Niettemin ontsnapt de film aan een al te zwartgallig beeld van de Amerikaanse burgerij à la Happiness (1998) door Donnie te omringen met werkelijk lieve ouders en een begripvolle vriendin (Jena Malone), die Donnie’s gekke trekjes juist kan waarderen. Met dit handjevol mensen die oprecht om elkaar geven, die tot elkaar willen doordringen en daar tot op zekere hoogte ook in slagen, lijkt Donnie’s redding binnen handbereik te liggen. Des te schrijnender is de scène waarin Donnie’s moeder (een mooi gelaagde rol van Mary McDonnell) vergeefs contact zoekt met haar zoon.
Carnavalskostuum
Als de film al ergens een oorzaak legt voor Donnie’s isolement, dan is het wel bij zijn school. Terwijl Kelly met zijn naar innerlijke rust en zingeving zoekende hoofdpersonage een welkom alternatief biedt voor de losbollerige tieners uit bijvoorbeeld American Pie 1 (1999) en 2 (2001), stelt hij Donnie’s docenten voor als cartoonesk-apathische lieden zonder pedagogisch talent. De weinige onderwijzers die zich hiertegen afzetten worden tot zwijgen gebracht of ontslagen, zoals de eigenzinnige lerares Engels (een kleine maar levensechte rol van Drew Barrymore). Een educatief systeem dat in al zijn afstompende stugheid misschien wel vraagt om een uitbarsting van geweld.

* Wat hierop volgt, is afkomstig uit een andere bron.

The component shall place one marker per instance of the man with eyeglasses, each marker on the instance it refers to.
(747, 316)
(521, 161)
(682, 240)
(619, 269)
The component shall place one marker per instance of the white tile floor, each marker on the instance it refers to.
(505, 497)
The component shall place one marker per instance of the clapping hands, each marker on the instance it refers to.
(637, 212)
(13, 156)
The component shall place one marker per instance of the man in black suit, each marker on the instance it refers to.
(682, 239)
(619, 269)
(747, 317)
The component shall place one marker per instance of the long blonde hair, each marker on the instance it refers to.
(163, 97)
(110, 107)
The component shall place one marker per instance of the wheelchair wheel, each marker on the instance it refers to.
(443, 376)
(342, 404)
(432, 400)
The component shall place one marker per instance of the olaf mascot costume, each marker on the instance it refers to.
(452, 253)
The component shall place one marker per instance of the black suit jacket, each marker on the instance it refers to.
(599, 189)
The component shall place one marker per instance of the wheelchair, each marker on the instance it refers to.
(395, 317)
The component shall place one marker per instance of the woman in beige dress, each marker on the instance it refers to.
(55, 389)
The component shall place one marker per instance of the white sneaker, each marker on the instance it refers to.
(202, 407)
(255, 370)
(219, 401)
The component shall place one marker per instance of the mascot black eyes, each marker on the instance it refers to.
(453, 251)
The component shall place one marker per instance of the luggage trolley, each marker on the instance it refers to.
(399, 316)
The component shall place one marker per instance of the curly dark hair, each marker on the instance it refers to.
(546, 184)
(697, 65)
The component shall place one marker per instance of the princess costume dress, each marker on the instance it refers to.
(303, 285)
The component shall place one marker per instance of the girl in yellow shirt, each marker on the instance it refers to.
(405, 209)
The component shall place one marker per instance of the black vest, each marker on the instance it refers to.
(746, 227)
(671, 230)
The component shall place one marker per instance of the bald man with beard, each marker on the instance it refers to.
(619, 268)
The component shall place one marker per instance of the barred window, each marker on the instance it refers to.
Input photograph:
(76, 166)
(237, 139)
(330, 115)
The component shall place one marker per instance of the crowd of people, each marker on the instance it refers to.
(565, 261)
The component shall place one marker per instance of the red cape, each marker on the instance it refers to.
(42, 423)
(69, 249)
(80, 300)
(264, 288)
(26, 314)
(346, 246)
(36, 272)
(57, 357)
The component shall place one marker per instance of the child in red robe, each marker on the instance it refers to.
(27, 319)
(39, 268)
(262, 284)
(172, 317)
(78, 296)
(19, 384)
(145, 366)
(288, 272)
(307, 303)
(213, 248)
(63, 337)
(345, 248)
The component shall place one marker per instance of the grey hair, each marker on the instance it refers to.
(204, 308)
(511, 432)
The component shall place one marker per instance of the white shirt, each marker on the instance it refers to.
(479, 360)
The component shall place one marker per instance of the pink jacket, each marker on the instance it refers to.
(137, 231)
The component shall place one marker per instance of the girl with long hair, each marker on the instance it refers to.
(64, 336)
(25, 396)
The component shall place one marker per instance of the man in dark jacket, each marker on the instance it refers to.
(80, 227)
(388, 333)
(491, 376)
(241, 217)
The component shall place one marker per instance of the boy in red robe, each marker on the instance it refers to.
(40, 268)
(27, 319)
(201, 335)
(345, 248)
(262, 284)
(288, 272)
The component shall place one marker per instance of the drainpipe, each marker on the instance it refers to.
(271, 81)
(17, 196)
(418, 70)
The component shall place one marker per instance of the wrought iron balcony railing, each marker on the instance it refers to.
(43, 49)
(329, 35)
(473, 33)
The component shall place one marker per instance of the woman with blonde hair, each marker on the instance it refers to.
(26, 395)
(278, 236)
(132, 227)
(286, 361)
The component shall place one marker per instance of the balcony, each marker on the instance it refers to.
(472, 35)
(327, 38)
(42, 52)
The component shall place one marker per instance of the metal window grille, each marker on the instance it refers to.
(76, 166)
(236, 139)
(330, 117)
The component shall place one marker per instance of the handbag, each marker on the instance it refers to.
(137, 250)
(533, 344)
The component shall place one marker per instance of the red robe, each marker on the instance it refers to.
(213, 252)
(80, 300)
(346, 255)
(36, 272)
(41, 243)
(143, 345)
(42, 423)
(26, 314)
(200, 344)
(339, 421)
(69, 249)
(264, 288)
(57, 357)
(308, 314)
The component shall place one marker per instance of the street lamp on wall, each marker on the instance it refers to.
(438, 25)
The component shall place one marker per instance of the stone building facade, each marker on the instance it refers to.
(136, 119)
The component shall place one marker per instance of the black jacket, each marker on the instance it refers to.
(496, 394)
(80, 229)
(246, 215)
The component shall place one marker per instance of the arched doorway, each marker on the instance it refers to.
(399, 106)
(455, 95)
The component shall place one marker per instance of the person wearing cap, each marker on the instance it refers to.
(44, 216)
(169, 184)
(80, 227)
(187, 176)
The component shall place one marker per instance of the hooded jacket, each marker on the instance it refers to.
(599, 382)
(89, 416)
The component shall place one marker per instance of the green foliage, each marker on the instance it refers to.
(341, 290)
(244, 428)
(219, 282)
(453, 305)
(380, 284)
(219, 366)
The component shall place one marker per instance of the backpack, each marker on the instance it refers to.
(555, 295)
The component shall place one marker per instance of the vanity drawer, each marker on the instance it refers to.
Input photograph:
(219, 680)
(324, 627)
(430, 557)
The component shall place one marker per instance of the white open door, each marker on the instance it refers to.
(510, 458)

In eerste instantie gaat Donnie de dreigende chaos echter vooral te lijf met vroegrijp verstand en een wat kinderlijke onbevangenheid. Zo dient hij zijn lerares maatschappijleer stevig van repliek omdat zij het leven reduceert tot een spel van liefde en angst waarin voor moeilijk te duiden emoties geen plaats is, en roept hij de spot van zijn medeleerlingen over zich af als hij met zijn vriendin een bril voorstelt die jonge kinderen enkel de rooskleurige aspecten voor ogen houdt. Zulke scènes volstaan om van Donnie een in zijn tegenstrijdigheden zeer aantrekkelijke antiheld te maken en dat blijft hij wanneer hij naar rigoureuzere middelen grijpt.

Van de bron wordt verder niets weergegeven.